Similarly to superoxide anion generators, NO scavengers have been proved to be more effective on responses induced by exogenous NO than on nitrergic relaxations, but discrepancies between tissues and species have also been observed. Nitrergic responses in some tissues, such as the bovine retractor penis muscle (Bowman et al., 1982) or the rat anococcygeus (Li & Rand, 1993), had been shown to be inhibited by oxyhaemoglobin, while in the rat gastric fundus (Jenkinson et al., 1995), the rat anococcygeus (La et al., 1996) or the sheep urethra (Garcia-Pascual & Triguero, 1994), oxyhaemoglobin differentially affected responses to exogenous NO and nitrergic stimulation. Furthermore, the NO scavenger carboxy-PTIO did not modify responses to nitrergic nerve stimulation (Li & Rand, 1999; Rand & Li, 1995b; La et al., 1996), with the exception of the bovine retractor penis muscle (Paisley & Martin, 1996). In the present study we show the ineffectiveness of carboxy-PTIO on urethral relaxations induced by nitrergic stimulation, while those induced by exogenous NO were significantly reduced. It is well known that oxyhaemoglobin and carboxy-PTIO, which has a molecular weight 2000 times lower, are equally effective in blocking vascular relaxations mediated by EDRF release or by exogenous addition of NO (La et al., 1996), indicating that both compounds are able to penetrate between the endothelium and the adjacent smooth muscle cells (50–100 nm). So, it would be difficult to argue that they are not able to reach the wider gap (260 nm approximately) that exists between nerve varicosities and smooth muscle cells. Furthermore, as indicated by Rand & Li (1995b), the rate of reaction of carboxy-PTIO with NO (1.01×104M−1 s−1) and the high concentration of the scavenger applied, make sure that it could reduce the effective concentration of NO at the neuroeffector junction, in spite of its extremely rapid diffusion (Wood & Garthwaite, 1994). In fact, the effective inhibition of both oxyhaemoglobin and carboxy-PTIO on nitrergic relaxation in the retractor penis muscle (Paisley & Martin, 1996), would indicate that there are not such spatial or temporal constraints.

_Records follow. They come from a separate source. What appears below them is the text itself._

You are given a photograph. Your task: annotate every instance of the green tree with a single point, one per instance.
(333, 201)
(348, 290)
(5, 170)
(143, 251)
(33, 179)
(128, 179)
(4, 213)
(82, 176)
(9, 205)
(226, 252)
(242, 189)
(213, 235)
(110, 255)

It has been suggested that other natural antioxidants, such as ascorbic acid, present in the redox environment of the tissue or released by nerve terminals (Lilley & Gibson, 1997), may also protect NO against attack by superoxide anions and carboxy-PTIO (Lilley & Gibson, 1996). Furthermore, treatment with ascorbate led to recovery from the impairment of NO-mediated vasodilatation after oxidant stress (Dudgeon et al., 1998), and improved vasodilatation in essentially hypertensive patients (Taddei et al., 1998). It is known that ascorbic acid may reduce carboxy-PTIO to N-hydroxy-carboxy-PTIO, which cannot react with NO (Tsunoda et al., 1994). In fact, we have observed that carboxy-PTIO (0.1 mM) was effective in inhibiting the spontaneous release of NO from a solution of S-nitroso-L-cysteine, as measured by a selective NO-electrode (Garcia-Pascual et al., 1999), but the addition of ascorbic acid (1 mM) greatly reduced the inhibitory action of carboxy-PTIO (unpublished observations). In the present study, we have tried to remove extracellular ascorbate by treatment with ascorbate oxidase (Scorza et al., 1997). However, this treatment was ineffective in making the urethral nitrergic relaxation sensitive to the carboxy-PTIO action, suggesting that the presence of high levels of extracellular ascorbate does not account for the lack of carboxy-PTIO inhibition on nitrergic responses. These experiments must be interpreted with caution, since ascorbate and other antioxidants, like GSH or α-tocopherol, are interlinked metabolically, so changes in one can lead to compensatory changes in the others (Meister, 1994). Thus, actual measurements of ascorbate levels after depletion experiments, as well as the changes in other antioxidants, needs to be made to confirm this suggestion. On the other hand, carboxy-PTIO is also ineffective on urethral relaxations induced by several S-nitrosothiols, sodium nitroprusside and glyceryl trinitrate, supporting the view that these ‘NO donors' do not act by extracellular generation of NO (Garcia-Pascual et al., 1999).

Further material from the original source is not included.